One World and Code of Nines – A four player worker placement/wacky card game that can be played by three. Memory cards in this game have numbers and effects. The numbers determine the order in which cards are activated. The game is played in five rounds and the board shows the actions available for each round. In addition to the static board, there are location cards that become part of the board and create variability Players have two hidden cards, a Shoal card and an Abyss card. These are placed on the player mat which also has a will tracker and a space for goods. Each round, each player gets three actions to use any actions shown on the board for that round or any previous rounds. Once a worker is placed, no other workers may go on that space. Every location on the board has an action, including letting you peek at other cards. The hidden cards that each player has affect how the various items obtained during the game are going to be scored. Highest score after all memory cards have been applied wins.
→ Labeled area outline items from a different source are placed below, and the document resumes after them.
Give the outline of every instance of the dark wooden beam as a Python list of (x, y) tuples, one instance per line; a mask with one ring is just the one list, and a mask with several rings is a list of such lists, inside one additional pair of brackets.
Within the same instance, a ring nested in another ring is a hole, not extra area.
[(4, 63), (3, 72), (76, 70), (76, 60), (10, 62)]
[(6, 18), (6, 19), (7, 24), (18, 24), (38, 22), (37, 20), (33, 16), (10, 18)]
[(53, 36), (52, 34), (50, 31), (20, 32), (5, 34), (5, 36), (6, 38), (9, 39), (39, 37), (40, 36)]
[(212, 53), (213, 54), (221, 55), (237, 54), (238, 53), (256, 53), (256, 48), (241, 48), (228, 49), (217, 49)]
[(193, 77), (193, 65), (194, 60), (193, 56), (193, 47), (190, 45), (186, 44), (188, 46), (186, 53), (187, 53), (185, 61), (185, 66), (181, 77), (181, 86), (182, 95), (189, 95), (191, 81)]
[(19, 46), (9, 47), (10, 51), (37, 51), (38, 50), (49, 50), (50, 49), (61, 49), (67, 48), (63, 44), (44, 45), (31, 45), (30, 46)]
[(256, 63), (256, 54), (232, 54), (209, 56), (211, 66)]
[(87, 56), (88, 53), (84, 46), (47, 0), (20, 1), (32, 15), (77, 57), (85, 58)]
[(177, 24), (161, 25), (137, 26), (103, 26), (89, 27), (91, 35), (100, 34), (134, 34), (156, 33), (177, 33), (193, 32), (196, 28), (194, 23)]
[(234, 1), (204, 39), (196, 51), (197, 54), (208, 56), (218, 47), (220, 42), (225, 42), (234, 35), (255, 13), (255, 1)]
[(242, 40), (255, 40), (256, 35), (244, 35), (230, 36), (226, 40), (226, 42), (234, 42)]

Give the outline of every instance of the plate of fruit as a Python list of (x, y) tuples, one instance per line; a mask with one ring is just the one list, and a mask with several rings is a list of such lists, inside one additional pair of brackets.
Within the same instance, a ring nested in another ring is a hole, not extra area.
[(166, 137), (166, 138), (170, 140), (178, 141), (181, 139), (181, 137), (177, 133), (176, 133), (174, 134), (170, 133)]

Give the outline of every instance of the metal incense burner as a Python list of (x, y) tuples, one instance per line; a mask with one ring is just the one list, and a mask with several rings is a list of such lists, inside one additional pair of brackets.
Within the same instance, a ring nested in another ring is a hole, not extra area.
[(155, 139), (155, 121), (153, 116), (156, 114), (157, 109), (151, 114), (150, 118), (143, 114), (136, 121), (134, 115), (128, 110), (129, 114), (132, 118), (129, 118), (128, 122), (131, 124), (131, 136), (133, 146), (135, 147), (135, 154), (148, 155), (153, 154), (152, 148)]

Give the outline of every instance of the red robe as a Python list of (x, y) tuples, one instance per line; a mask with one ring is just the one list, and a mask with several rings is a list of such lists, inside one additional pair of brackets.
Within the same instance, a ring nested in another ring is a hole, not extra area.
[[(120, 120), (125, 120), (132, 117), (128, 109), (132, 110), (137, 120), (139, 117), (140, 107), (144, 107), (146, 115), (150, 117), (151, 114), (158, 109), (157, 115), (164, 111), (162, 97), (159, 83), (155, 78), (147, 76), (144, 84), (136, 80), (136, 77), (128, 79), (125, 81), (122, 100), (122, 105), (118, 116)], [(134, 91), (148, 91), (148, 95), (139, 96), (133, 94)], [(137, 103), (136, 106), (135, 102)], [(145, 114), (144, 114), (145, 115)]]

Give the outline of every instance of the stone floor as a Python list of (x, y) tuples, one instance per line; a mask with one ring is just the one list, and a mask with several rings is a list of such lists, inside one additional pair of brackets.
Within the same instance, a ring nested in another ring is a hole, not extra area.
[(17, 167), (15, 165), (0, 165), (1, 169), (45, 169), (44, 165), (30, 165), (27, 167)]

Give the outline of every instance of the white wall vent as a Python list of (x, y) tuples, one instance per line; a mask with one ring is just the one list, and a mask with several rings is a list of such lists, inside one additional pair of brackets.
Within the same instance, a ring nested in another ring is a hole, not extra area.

Isaribi – A beautiful Euro-style worker placement game about fishing in the Edo era. The central board has different fishing zones that are progressively further out. The further out you go, the more valuable the fish caught there. In addition, there are market cards that may affect demand for that turn. After setting up for the round, players may fish by hand or net, move their boat, sell their catch, improve their boat/nets/abilities, or flip a market card. Players may also drop out of the round early. After each player places their boat in the first fishing ground or the harbor, players take actions, If you are fishing, you may use action points to move or fish then move again. The number of action points depends on the quality of your boat. Fishing with nets uses more action points, but can catch you more fish. Moving out gains you more valuable fish at the cost of more action points. In addition, you may move from the harbor to the fishing area or vice versa for one action point, so your initial boat placement has more to do with your likely first action of the turn. The special abilities are beautiful cards that change the rules of the game for the holder. Most money after five rounds wins.